At least some of the things we associate with other minds, such as learning and problem solving can be done by computers, though not in the same way as we do. As machines become increasingly capable, mental faculties once thought to require intelligence are removed from the definition. At present we use the term AI for successfully understanding human speech, competing at a high level in strategic game systems, self-driving cars, and interpreting complex data. An extreme goal of AI research is to create computer programs that can learn, solve problems, and think logically.
In practice, however, most applications have picked on problems that computers can do well. Searching databases and doing calculations are things computers do better than people. AI involves many different fields like computer science, mathematics, linguistics, psychology, neuroscience, and philosophy. Eventually, researchers hope to create a «general artificial intelligence» which can solve many problems instead of focusing on just one.
Analytical AI has only characteristics consistent with cognitive intelligence generating the cognitive representation of the world and using learning based on past experience to inform future decisions. Human-inspired AI has elements from cognitive as well as emotional intelligence, understanding, in addition to cognitive elements, also human emotions considering them in their decision making.
HISTORY
The first appearance of artificial intelligence is in Greek myths, like TALOS of Crete or the bronze robot of Hephaestus. Humanoid robots were built by Yan Shi, Hero of Alexandria, and Al-Jazari. Sentient machines became popular in fiction during the 19th and 20th centuries with the stories of Frankenstein and Rossum's Universal Robots.

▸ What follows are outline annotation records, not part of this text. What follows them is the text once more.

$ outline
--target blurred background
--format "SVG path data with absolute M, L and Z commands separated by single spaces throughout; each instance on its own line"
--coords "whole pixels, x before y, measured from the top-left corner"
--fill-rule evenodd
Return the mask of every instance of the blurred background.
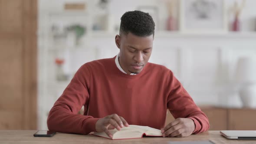
M 0 129 L 47 130 L 82 64 L 112 58 L 126 11 L 156 24 L 149 62 L 171 69 L 210 130 L 256 130 L 254 0 L 0 0 Z M 151 104 L 148 104 L 151 105 Z M 168 113 L 167 123 L 173 119 Z

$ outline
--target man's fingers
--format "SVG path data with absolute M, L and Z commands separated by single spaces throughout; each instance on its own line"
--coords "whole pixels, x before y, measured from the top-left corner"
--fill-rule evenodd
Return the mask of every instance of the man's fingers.
M 116 128 L 118 130 L 120 131 L 121 130 L 121 128 L 119 126 L 118 123 L 113 119 L 109 118 L 107 121 L 107 123 L 110 124 L 112 125 L 115 128 Z
M 166 137 L 181 128 L 182 128 L 182 124 L 176 124 L 171 127 L 163 133 L 163 137 Z
M 125 121 L 124 118 L 122 117 L 119 117 L 119 118 L 120 118 L 121 121 L 122 121 L 123 122 L 123 124 L 125 127 L 127 127 L 129 126 L 129 124 L 128 124 L 128 123 L 126 121 Z
M 111 133 L 108 130 L 108 128 L 107 128 L 105 127 L 105 128 L 104 129 L 104 131 L 105 132 L 105 133 L 106 133 L 106 134 L 107 134 L 107 135 L 108 136 L 108 137 L 109 137 L 112 138 L 112 137 L 113 137 L 112 134 L 111 134 Z
M 110 125 L 109 125 L 109 126 L 108 127 L 108 129 L 109 130 L 112 130 L 112 129 L 115 129 L 115 127 L 113 125 L 110 124 Z
M 121 128 L 124 127 L 124 124 L 123 124 L 123 121 L 121 120 L 119 116 L 118 116 L 117 114 L 113 114 L 112 115 L 112 118 L 115 120 L 116 122 L 118 123 L 118 124 L 119 126 Z
M 167 124 L 164 128 L 161 130 L 162 133 L 164 133 L 165 131 L 171 128 L 174 126 L 174 125 L 178 124 L 180 121 L 179 119 L 177 118 L 174 121 L 171 122 L 170 124 Z

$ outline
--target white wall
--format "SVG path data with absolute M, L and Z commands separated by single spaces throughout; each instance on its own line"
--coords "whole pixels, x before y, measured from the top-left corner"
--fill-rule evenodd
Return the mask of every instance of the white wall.
M 226 0 L 227 7 L 234 1 Z M 92 33 L 83 38 L 78 48 L 53 49 L 56 43 L 52 39 L 50 24 L 57 17 L 49 14 L 61 13 L 64 3 L 70 1 L 87 2 L 88 9 L 85 16 L 75 13 L 69 20 L 76 20 L 72 19 L 74 17 L 84 19 L 84 22 L 91 24 L 89 21 L 93 19 L 92 16 L 97 14 L 94 13 L 97 10 L 94 5 L 97 3 L 96 0 L 41 0 L 39 2 L 38 111 L 39 128 L 41 129 L 47 129 L 48 112 L 69 82 L 55 80 L 54 62 L 56 56 L 60 52 L 66 52 L 69 62 L 67 65 L 73 74 L 82 64 L 94 59 L 113 57 L 118 51 L 114 42 L 117 33 L 113 32 L 106 34 Z M 153 5 L 159 7 L 160 28 L 162 31 L 164 29 L 167 17 L 164 0 L 110 1 L 109 13 L 113 17 L 113 24 L 119 24 L 120 18 L 125 11 L 134 10 L 140 6 Z M 256 0 L 246 1 L 241 16 L 242 30 L 244 32 L 255 29 L 256 4 Z M 165 65 L 171 69 L 197 104 L 239 107 L 241 104 L 233 82 L 234 71 L 240 57 L 255 56 L 255 39 L 256 34 L 250 33 L 218 35 L 156 32 L 150 62 Z M 65 44 L 63 45 L 65 47 Z M 234 103 L 232 103 L 233 102 Z

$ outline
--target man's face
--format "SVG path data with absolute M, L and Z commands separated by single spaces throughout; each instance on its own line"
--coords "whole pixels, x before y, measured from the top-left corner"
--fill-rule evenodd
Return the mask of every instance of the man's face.
M 115 43 L 120 49 L 119 62 L 127 74 L 140 73 L 146 65 L 152 52 L 153 34 L 139 36 L 131 33 L 127 35 L 117 35 Z

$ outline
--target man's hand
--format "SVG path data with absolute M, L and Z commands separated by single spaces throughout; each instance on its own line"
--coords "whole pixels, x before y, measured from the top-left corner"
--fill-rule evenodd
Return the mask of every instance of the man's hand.
M 195 128 L 194 121 L 189 118 L 178 118 L 161 129 L 163 137 L 186 137 Z
M 105 132 L 110 137 L 113 136 L 108 130 L 115 128 L 120 131 L 124 125 L 128 127 L 129 124 L 124 118 L 118 116 L 117 114 L 108 115 L 98 120 L 95 124 L 95 128 L 97 132 Z

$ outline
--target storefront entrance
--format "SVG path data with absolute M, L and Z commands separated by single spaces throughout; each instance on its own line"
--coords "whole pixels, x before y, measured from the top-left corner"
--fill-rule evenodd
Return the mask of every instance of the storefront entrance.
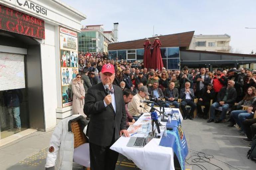
M 45 129 L 39 43 L 0 30 L 0 138 Z

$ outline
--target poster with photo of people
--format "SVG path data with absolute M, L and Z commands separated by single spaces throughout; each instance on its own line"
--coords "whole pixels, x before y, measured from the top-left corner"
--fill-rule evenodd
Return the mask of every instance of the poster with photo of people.
M 60 27 L 62 107 L 72 104 L 72 80 L 78 74 L 77 32 Z

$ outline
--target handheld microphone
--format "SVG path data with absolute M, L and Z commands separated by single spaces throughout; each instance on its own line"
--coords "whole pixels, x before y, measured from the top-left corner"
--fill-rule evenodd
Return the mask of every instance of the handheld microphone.
M 154 103 L 155 102 L 153 101 L 150 101 L 149 100 L 140 100 L 140 102 L 141 103 Z
M 109 92 L 109 85 L 107 84 L 105 85 L 104 85 L 104 88 L 105 88 L 105 89 L 106 91 L 106 92 L 107 93 L 107 95 L 109 94 L 110 94 L 110 93 Z

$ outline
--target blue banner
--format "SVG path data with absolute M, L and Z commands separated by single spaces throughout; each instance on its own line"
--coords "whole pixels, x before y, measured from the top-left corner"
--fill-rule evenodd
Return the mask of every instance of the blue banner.
M 162 136 L 159 145 L 173 148 L 178 158 L 181 169 L 185 169 L 185 159 L 189 152 L 186 138 L 181 126 L 178 111 L 171 117 L 171 121 L 166 124 L 166 136 Z

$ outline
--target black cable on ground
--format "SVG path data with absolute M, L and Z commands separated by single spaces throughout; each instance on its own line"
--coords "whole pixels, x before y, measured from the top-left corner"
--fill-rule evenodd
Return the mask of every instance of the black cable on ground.
M 215 169 L 215 170 L 224 170 L 224 169 L 222 168 L 221 167 L 219 166 L 210 163 L 211 159 L 214 159 L 216 160 L 220 161 L 238 170 L 242 170 L 234 166 L 233 165 L 223 161 L 220 160 L 218 159 L 215 158 L 214 156 L 211 155 L 207 155 L 204 152 L 198 152 L 196 150 L 194 150 L 192 149 L 189 149 L 190 152 L 191 152 L 196 153 L 196 154 L 195 155 L 193 155 L 191 156 L 188 159 L 185 159 L 185 161 L 189 165 L 191 165 L 196 166 L 199 167 L 202 170 L 207 170 L 206 168 L 204 166 L 201 165 L 201 164 L 198 163 L 207 163 L 209 164 L 211 164 L 214 166 L 216 166 L 217 167 L 217 168 Z M 188 162 L 189 160 L 192 157 L 195 157 L 195 158 L 192 159 L 191 160 L 191 163 L 190 163 Z M 204 168 L 204 169 L 203 169 Z

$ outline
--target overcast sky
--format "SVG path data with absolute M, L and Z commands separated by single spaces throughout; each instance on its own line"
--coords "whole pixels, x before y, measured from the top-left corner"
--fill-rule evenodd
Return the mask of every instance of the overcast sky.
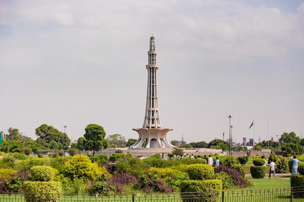
M 304 1 L 0 0 L 0 131 L 137 139 L 155 37 L 167 140 L 304 138 Z M 249 127 L 254 119 L 254 127 Z M 253 133 L 253 129 L 254 133 Z

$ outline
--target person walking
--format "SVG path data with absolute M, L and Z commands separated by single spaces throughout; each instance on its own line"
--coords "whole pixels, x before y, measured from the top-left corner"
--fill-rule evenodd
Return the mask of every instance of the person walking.
M 292 161 L 292 168 L 291 169 L 291 174 L 298 174 L 298 164 L 301 162 L 300 160 L 298 160 L 297 156 L 292 155 L 290 156 L 290 160 Z
M 262 156 L 261 158 L 265 161 L 265 163 L 264 164 L 263 166 L 267 166 L 268 165 L 268 163 L 267 162 L 267 160 L 265 159 L 265 157 L 264 156 Z
M 208 165 L 213 166 L 213 159 L 211 157 L 211 155 L 209 155 L 209 158 L 208 158 Z
M 270 174 L 271 174 L 271 172 L 272 172 L 272 174 L 273 174 L 273 176 L 274 176 L 274 178 L 276 178 L 276 177 L 275 176 L 275 172 L 274 171 L 275 171 L 275 166 L 276 166 L 275 163 L 274 163 L 273 160 L 271 160 L 271 162 L 270 162 L 270 164 L 269 164 L 269 165 L 270 166 L 270 171 L 269 171 L 269 178 L 270 178 Z
M 215 160 L 215 166 L 220 166 L 220 159 L 219 156 L 217 156 L 217 160 Z

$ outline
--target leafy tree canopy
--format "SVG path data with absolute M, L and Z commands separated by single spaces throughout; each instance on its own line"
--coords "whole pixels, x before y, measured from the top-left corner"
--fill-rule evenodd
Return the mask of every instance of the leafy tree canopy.
M 299 144 L 301 142 L 301 140 L 299 137 L 297 137 L 294 132 L 291 132 L 289 133 L 283 133 L 283 134 L 281 136 L 281 138 L 279 139 L 279 141 L 281 142 L 281 143 L 283 143 L 283 142 L 291 142 Z
M 127 146 L 129 147 L 132 145 L 132 144 L 135 144 L 135 142 L 136 142 L 137 140 L 136 139 L 130 138 L 130 139 L 128 140 L 128 142 L 127 142 Z
M 109 135 L 106 139 L 109 141 L 109 144 L 124 143 L 126 141 L 126 139 L 125 137 L 119 134 Z
M 108 147 L 109 142 L 104 139 L 105 132 L 102 127 L 96 124 L 89 124 L 84 130 L 85 133 L 84 137 L 85 139 L 84 144 L 86 151 L 93 150 L 93 155 L 94 155 L 95 151 L 98 152 Z
M 53 148 L 64 149 L 70 143 L 71 140 L 66 134 L 59 131 L 51 125 L 43 124 L 36 128 L 35 133 L 38 137 L 36 141 L 45 147 L 50 148 L 51 146 Z M 38 140 L 39 138 L 40 139 Z M 56 142 L 58 146 L 53 141 Z
M 21 140 L 21 136 L 19 133 L 18 129 L 10 127 L 7 131 L 8 131 L 7 140 L 16 141 Z

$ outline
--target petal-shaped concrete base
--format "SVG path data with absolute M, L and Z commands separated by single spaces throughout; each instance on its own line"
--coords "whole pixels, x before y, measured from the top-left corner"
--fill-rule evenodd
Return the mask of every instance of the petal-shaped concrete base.
M 175 146 L 166 139 L 167 133 L 172 130 L 169 128 L 133 128 L 139 136 L 138 140 L 130 148 L 172 148 Z M 146 143 L 143 145 L 145 140 Z

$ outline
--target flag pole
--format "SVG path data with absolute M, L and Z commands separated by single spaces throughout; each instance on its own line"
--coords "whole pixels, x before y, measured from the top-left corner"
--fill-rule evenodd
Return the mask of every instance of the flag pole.
M 255 123 L 254 122 L 254 119 L 253 119 L 253 150 L 254 150 L 254 126 L 255 126 Z

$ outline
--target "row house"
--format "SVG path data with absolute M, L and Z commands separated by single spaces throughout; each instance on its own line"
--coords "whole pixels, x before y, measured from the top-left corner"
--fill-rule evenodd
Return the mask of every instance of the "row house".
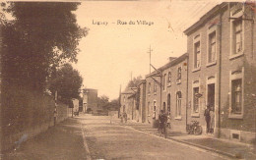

Formal logic was developed by ancient Greek philosophers and mathematicians. This study of logic produced the idea of a computer in the 19th and 20th centuries. It was a month-long brainstorming session attended by many people with interests in AI. At the conference they wrote programs that were amazing at the time, beating people at checkers or solving word problems. The Department of Defense started giving a lot of money to AI research and labs were created all over the world.
Unfortunately, researchers really underestimated just how hard some problems were. The tools they had used still did not give computers things like emotions or common sense. AI research revived in The 1980s because of the popularity of expert systems, which simulated the knowledge of a human expert. By 1985, 1 billion dollars were spent on AI. New, faster computers convinced U.S. and British governments to start funding AI research again. However, the market for Lisp machines collapsed in 1987, and funding was pulled again, starting an even longer AI winter.
AI revived again in the 90s and early 2000s with its use in data mining and medical diagnosis. This was possible because of faster computers and focusing on solving more specific problems.